You are viewing a plain text version of this content. The canonical link for it is here.
Posted to solr-user@lucene.apache.org by Vikram Srinivasan <vi...@zettata.com> on 2013/11/05 06:45:16 UTC

Slow Indexing speed for csv files, multi-threaded indexing

Hello,

  I know this has been discussed extensively in past posts. I have tried a
bunch of suggestions and I still have a few questions.

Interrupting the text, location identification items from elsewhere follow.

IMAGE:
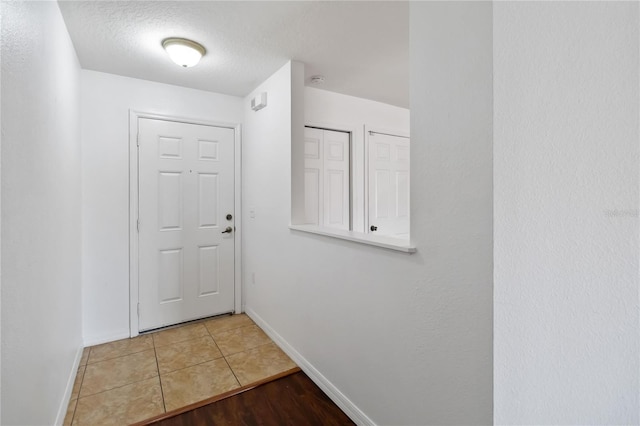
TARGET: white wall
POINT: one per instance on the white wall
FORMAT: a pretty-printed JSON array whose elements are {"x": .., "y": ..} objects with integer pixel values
[
  {"x": 334, "y": 110},
  {"x": 106, "y": 100},
  {"x": 41, "y": 242},
  {"x": 566, "y": 213},
  {"x": 407, "y": 339}
]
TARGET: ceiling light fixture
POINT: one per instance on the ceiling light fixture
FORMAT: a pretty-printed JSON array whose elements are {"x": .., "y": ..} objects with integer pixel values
[{"x": 183, "y": 52}]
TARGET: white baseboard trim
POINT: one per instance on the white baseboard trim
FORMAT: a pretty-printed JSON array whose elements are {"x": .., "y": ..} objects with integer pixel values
[
  {"x": 62, "y": 410},
  {"x": 350, "y": 409},
  {"x": 92, "y": 341}
]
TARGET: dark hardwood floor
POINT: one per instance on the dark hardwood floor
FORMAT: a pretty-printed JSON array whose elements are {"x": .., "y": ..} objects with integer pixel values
[{"x": 291, "y": 400}]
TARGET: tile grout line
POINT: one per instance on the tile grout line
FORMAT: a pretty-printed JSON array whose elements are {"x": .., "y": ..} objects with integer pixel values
[
  {"x": 119, "y": 356},
  {"x": 232, "y": 372},
  {"x": 73, "y": 417},
  {"x": 164, "y": 403},
  {"x": 121, "y": 386}
]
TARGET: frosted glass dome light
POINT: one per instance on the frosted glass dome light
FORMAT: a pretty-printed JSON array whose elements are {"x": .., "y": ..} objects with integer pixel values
[{"x": 183, "y": 52}]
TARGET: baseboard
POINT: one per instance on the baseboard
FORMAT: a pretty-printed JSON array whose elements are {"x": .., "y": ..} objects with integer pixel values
[
  {"x": 92, "y": 341},
  {"x": 350, "y": 409},
  {"x": 62, "y": 410}
]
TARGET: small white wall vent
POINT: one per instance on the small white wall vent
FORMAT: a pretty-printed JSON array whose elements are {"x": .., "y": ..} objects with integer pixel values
[{"x": 259, "y": 101}]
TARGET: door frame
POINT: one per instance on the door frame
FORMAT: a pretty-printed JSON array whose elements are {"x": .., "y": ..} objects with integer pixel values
[
  {"x": 367, "y": 141},
  {"x": 134, "y": 296}
]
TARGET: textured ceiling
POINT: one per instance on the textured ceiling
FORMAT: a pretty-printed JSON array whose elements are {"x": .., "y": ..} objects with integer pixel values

 I am using solr4.4 from tomcat 7. I am using openjdk1.7 and I am using 1
solr core
 I am trying to index a bunch of csv files (total size 13GB). Each csv file
contains a long list of tuples - ( word1 word2, frequency) as shown below.
(bigram frequencies)

E.g: blue sky, 2500
       green grass, 300

My schema.xml is as  simple as can be: I am trying to index these two
fields of type string and long and do not use any tokenizer or analyzer
factories as shown below.


 <fields>
<field name="_version_" type="long" indexed="true" stored="true"
multiValued="false" omitNorms="true" />
                <field name="word" type="string" indexed="true"
stored="true" multiValued="false" omitNorms="true" />

      <field name="frequency" type="long" indexed="true" stored="true"
                        multiValued="false" omitNorms="true" />


        </fields>

In my solrconfig.xml:

My rambuffer size is 100MB, merge factor is 10, maxIndexingThreads is 8.

I am using solrj and concurrentupdatesolrserver (CUSS) to index. I have set
the queue size to 10000 and number of threads to 10 and javabin format.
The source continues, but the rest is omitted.